Some of the common findings that you might observe in a patient with cerumen impaction will include partial hearing loss, itching, tinnitus (noise or ringing in the ears), a sensation of fullness in the ear, and pain in the ear (otalgia). In children younger than one year, cerumen impaction is sometimes discovered during a routine check-up when your doctor finds that the earwax is blocking his or her view of the eardrum.

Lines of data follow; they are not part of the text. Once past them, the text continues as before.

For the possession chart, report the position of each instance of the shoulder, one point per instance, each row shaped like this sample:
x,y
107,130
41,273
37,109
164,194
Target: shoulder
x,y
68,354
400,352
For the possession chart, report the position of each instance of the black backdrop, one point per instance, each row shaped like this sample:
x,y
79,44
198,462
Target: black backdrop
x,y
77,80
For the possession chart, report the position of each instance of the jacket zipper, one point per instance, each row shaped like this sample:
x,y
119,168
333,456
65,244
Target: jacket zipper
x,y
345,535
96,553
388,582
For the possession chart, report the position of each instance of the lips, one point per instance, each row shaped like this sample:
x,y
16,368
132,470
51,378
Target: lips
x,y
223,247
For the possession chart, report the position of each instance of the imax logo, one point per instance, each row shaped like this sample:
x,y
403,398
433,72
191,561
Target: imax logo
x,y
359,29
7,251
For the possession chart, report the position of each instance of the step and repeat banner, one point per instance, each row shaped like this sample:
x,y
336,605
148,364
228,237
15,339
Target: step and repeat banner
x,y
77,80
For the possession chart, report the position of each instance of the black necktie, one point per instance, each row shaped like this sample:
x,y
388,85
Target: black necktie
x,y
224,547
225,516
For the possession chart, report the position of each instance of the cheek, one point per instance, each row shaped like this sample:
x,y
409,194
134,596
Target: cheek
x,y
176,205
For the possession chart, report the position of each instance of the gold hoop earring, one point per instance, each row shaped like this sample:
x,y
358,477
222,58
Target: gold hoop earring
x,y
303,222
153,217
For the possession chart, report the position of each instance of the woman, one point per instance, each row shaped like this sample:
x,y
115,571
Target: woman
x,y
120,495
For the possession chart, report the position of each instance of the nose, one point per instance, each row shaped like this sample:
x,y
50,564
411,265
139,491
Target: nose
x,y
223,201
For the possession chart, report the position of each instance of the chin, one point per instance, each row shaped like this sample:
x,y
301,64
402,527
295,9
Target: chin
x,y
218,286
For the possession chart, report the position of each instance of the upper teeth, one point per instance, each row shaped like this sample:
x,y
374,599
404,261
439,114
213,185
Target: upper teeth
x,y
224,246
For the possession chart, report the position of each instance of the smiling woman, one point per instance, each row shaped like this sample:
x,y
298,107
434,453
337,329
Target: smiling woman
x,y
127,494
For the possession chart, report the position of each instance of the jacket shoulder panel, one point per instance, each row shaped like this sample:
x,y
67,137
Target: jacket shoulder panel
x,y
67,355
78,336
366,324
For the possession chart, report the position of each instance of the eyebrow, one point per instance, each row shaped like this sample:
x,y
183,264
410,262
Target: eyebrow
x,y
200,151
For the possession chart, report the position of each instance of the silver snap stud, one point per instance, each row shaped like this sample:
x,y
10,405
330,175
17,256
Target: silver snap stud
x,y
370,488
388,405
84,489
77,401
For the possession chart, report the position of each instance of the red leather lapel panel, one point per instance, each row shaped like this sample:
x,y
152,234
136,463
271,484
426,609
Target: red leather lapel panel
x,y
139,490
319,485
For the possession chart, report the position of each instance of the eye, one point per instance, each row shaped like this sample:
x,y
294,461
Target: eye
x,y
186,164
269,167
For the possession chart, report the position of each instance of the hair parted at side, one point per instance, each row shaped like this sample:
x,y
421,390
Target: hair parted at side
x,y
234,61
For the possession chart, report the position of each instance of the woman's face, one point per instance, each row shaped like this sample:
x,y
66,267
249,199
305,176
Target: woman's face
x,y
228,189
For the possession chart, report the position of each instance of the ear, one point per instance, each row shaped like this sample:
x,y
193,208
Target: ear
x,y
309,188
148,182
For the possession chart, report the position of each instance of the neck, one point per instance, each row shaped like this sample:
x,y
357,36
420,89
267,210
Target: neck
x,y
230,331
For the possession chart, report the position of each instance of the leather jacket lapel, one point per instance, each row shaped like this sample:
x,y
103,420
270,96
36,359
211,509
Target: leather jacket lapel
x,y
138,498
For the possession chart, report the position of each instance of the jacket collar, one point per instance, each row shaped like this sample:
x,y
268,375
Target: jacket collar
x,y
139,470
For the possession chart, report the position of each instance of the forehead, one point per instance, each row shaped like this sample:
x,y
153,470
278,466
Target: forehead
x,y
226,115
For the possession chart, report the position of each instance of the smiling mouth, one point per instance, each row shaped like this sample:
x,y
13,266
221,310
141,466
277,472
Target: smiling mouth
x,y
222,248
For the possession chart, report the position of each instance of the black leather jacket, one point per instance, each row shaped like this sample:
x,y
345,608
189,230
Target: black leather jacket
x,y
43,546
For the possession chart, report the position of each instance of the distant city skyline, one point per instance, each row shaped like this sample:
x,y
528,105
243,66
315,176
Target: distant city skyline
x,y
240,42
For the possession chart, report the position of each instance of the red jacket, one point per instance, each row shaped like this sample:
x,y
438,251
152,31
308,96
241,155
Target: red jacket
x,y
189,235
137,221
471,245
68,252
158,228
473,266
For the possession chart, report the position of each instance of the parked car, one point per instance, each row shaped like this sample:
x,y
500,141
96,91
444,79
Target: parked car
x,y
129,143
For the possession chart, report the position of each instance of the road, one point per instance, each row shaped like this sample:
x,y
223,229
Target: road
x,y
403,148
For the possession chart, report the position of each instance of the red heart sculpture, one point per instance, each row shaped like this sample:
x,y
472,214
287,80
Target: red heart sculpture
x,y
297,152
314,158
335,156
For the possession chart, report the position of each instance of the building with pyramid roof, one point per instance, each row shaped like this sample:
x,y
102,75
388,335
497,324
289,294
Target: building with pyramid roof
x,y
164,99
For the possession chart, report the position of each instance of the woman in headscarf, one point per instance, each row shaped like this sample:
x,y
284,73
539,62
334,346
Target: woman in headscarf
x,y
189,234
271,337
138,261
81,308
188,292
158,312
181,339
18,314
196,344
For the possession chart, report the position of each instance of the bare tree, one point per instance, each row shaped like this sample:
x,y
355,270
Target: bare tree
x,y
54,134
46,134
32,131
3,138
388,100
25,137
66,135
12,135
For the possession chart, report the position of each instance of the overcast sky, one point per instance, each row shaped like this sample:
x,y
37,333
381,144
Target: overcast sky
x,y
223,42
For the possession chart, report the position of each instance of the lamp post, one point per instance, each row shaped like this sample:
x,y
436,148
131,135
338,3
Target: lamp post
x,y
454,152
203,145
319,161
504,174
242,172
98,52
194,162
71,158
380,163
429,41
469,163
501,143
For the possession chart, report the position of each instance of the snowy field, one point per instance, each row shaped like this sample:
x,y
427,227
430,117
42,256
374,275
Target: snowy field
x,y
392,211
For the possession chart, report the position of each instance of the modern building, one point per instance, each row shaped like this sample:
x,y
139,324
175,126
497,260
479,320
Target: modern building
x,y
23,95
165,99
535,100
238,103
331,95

When a patient has cerumen impaction, your clinician will use an otoscope to check the ear canals and the ear drum. During this examination, if your FP finds cerumen impaction, he will try to remove this impacted ear wax by either irrigating the ear canal or by using some instruments, such as curettes or a vacuum suction device.

If your clinician is not mentioning details of whether the condition is unilateral or bilateral, make sure you inform him to capture these details, as it will affect code choice in ICD-10. Also, ask him to specify which ear is affected if the condition is unilateral.

Coding tip: Ensure that your clinician mentions the exact method by which the impacted cerumen is being removed from the ear canal, as this affects the CPT® code that you will be reporting for the procedure. 

If your clinician is only irrigating the canal to remove the cerumen, you will have to use an appropriate E/M code for the visit. If he uses any instruments to remove the impacted cerumen, you report 69210 (Removal impacted cerumen requiring instrumentation, unilateral) for the procedure. For bilateral procedures, you report the modifier 50 (Bilateral procedure) with 69210.